Aus der Nähe sieht es dann schon anders aus, Uptown mit seinen prachtvollen Villen, Downtown geprägt durch verkommene Fabrikgelände und seine Slums, bestehend aus notdürftig aneinander gestellten Wellblechen als Behausungen. In der Stadtmitte herrscht buntes, geschäftiges Treiben zwischen den teils farbenfrohen Kaufhäusern oder Werkstätten und den zwei oder drei Bürogebäuden in Form von Hochhäusern – eine typische Großstadt eigentlich.
Nachdem wir uns im Mineralbad von Kingston, direkt unter einem Bauxitabbauwerk gelegen, entspannt haben, fahren wir, ein Stück die Küste entlang, zurück nach Runaway Bay. Dabei kommen wir noch durch Spanish Town, was mich einerseits fasziniert, andererseits enttäuscht.

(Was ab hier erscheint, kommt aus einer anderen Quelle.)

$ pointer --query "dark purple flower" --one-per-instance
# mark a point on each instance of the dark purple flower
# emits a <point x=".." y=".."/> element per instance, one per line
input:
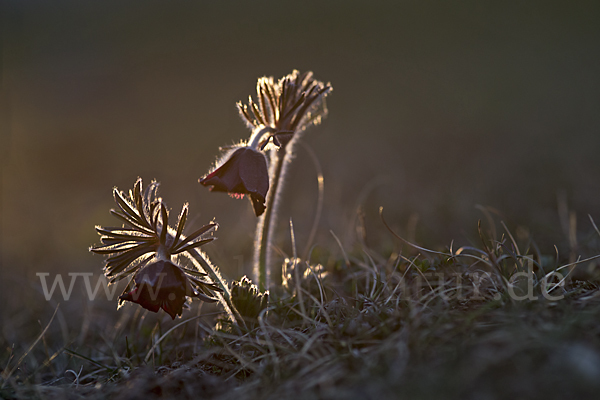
<point x="162" y="284"/>
<point x="244" y="172"/>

Es ist zu erkennen, dass diese Stadt unter den Spaniern wirklich schön und prachtvoll gewesen sein muss, denn die Grundmauern vieler Gebäude stehen noch. Und es tut wirklich weh, das alles im Verfall zu sehen. Denn hätte man die Mittel und Zeit aufwenden können, um das alles instand zu halten, wäre Spanish Town mit Sicherheit die herausragendste Stadt Jamaikas. Aber Elke erklärt mir, dass die Jamaikaner nichts von der Spanischen Kolonialmacht wissen wollen.

Schweren Herzens nehme ich von Mobay Abschied, als ich zwei Tage später wieder in den Flieger steige. Denn die Insel hat all das erfüllt, was ich erwartet habe, wovon ich schon viele Jahre geträumt habe.
Auch kann ich jeder Frau, die alleine Jamaika bereisen möchte, nur raten, sich nicht von allen Warnungen und Horrorgeschichten abschrecken zu lassen. Man bekommt wirklich viele, teils obszöne Angebote gemacht, aber kein Mann geht weiter mit seinen Absichten, wenn man eindeutiges Desinteresse zeigt. (Sogar als ich mich selbst einmal etwas unvorsichtig und wohl zu naiv in eine heikle Situation begeben hatte, kam ich unversehrt davon.) Für die Jamaikaner ist Flirten und Sex eher ein Hobby, und wenn sie bei einer Frau mal keinen Erfolg haben, umgarnen sie einfach die nächste.
Natürlich kann man Pech haben und an die falschen Leute geraten – aber mal ehrlich: Kann einem das nicht überall passieren?